Women among the Christian right do have some political/value differences - they tend to put more value on a traditional family life and motherhood as a vocation. But most of the women still get an education, work, some never marry and have kids and maintain a career instead, they pretty much all vote and have their own political opinions.

beastlyslumber · 12/12/2022 23:33

Shinyredbicycle · 12/12/2022 22:55

Than who?

Than the groups mentioned in this debate.

EndlessTea · 12/12/2022 23:33

MangyInseam · 12/12/2022 23:18

This mantra of the right want women barefoot and pregnant is one of the more bizarre things you hear. It often seems like they are talking about some of those weird sects like the Duggers (tv show family with huge numbers of kids and belong to a sort of cult group). They don't realize that even most members of the evangelical Christian right think those people are weirdos.

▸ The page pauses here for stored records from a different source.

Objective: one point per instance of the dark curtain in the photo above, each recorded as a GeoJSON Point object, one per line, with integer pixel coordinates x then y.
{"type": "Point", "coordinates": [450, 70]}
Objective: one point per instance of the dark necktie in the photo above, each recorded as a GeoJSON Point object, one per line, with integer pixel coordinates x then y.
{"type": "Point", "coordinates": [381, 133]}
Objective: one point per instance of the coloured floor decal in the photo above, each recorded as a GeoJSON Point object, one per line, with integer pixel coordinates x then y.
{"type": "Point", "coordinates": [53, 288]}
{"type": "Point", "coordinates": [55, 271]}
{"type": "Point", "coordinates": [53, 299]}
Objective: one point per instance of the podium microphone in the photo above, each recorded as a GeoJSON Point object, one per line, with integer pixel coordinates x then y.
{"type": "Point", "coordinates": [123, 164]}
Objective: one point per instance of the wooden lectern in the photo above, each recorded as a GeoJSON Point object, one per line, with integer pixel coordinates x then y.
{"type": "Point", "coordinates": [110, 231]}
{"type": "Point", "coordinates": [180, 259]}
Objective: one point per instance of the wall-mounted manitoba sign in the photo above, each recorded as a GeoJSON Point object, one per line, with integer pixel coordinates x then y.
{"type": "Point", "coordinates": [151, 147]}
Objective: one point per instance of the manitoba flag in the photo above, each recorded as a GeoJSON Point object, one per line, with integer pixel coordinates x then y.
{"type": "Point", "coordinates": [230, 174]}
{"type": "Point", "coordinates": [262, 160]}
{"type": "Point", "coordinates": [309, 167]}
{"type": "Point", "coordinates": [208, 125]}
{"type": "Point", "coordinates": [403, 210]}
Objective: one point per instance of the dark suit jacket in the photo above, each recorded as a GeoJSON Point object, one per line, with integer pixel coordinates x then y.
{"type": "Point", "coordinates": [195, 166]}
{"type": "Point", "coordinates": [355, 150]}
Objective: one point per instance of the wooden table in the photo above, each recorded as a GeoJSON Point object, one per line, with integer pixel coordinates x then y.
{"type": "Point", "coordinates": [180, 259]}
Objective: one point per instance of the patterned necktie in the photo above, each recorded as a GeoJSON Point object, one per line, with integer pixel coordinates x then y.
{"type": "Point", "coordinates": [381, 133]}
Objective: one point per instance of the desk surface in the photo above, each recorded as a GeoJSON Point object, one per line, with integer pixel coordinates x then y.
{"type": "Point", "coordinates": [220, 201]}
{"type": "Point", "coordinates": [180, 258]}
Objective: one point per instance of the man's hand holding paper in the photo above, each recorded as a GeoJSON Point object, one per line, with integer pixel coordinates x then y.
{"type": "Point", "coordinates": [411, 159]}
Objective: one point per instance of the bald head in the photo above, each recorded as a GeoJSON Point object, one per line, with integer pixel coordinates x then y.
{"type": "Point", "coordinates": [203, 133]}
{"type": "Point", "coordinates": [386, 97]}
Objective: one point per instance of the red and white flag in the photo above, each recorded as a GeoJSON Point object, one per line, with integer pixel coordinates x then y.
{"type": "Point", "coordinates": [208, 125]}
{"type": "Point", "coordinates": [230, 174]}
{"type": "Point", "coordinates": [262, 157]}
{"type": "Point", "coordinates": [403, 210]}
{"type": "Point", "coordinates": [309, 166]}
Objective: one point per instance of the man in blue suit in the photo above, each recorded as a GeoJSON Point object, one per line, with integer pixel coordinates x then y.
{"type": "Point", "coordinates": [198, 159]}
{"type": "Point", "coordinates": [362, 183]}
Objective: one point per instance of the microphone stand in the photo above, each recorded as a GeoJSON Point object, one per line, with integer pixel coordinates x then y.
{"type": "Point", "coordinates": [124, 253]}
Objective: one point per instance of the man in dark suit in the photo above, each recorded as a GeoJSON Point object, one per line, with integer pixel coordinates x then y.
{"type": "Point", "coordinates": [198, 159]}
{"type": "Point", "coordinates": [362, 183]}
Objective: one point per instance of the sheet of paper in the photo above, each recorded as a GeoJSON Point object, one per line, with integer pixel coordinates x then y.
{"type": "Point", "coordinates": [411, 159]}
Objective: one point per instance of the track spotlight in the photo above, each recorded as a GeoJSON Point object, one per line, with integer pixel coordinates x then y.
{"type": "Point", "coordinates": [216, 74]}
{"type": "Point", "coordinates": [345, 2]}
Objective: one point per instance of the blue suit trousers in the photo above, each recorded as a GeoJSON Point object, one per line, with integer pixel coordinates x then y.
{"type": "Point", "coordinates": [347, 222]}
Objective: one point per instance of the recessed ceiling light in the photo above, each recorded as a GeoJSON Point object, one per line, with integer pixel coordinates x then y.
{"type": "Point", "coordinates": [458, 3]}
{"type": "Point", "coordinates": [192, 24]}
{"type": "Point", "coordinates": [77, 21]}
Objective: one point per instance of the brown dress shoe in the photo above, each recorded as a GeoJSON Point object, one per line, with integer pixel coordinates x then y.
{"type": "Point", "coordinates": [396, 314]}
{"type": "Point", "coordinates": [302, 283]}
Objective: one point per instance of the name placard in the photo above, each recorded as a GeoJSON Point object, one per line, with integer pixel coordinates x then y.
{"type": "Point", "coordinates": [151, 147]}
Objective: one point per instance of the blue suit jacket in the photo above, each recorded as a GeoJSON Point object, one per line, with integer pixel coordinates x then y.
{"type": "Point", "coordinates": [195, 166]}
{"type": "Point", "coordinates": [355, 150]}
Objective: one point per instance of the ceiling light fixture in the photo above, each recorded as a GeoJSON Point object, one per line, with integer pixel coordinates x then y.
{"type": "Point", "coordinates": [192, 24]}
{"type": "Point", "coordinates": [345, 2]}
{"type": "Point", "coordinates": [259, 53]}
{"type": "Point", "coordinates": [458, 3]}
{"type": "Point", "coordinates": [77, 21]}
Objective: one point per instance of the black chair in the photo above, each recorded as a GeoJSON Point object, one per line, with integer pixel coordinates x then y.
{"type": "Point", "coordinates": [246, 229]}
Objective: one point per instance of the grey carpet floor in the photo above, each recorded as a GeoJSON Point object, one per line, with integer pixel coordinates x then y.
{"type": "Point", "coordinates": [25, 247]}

Women among the Christian right do have some political/value differences - they tend to put more value on a traditional family life and motherhood as a vocation. But most of the women still get an education, work, some never marry and have kids and maintain a career instead, they pretty much all vote and have their own political opinions.

Yes.

I am also not convinced by her argument that ‘the house is always on fire for women and girls’ either. Through feminist efforts, FGM is being fought against, it is on the decline. However, double mastectomies, horrendous phalloplasties, body altering poisons are on the rise for young women, the insane ideology is mushrooming - spreading like wildfire - it is an acute situation, not a chronic one. I had to skip past the bit where she was about to say something horrendous about the six year old girl because i could tell it was going to be too upsetting, but I don’t think shock tactics give her a better point, its just traumatising.

It comes across as a bit territorial imo. Like “urgh.. fighting for women’s rights is well old and you’re acting like it’s just in fashion.”

Shinyredbicycle · 13/12/2022 03:04

After decades of fighting against male violence to women and girls and having spoken to hundreds of women and girls who have been raped, prostituted, sexually abused as children, forcibly strip searched by men, forced to share intimate spaces with men, who have survived domestic abuse, medical violence, been denied healthcare like abortion, or education, been exploited into pornography, hounded out of their workplace etc etc, it's conceivable that JB does feel a bit like that.

Her point about FGM wasn't a shock tactic anymore than the photos and stories that get shared about double mastectomies of healthy breast tissue in teenage girls.It's interesting that you found it more shocking though.

Male violence against women and girls is a centuries long, structural and global problem that is on the rise.Sadly, it is very much x chronic problem.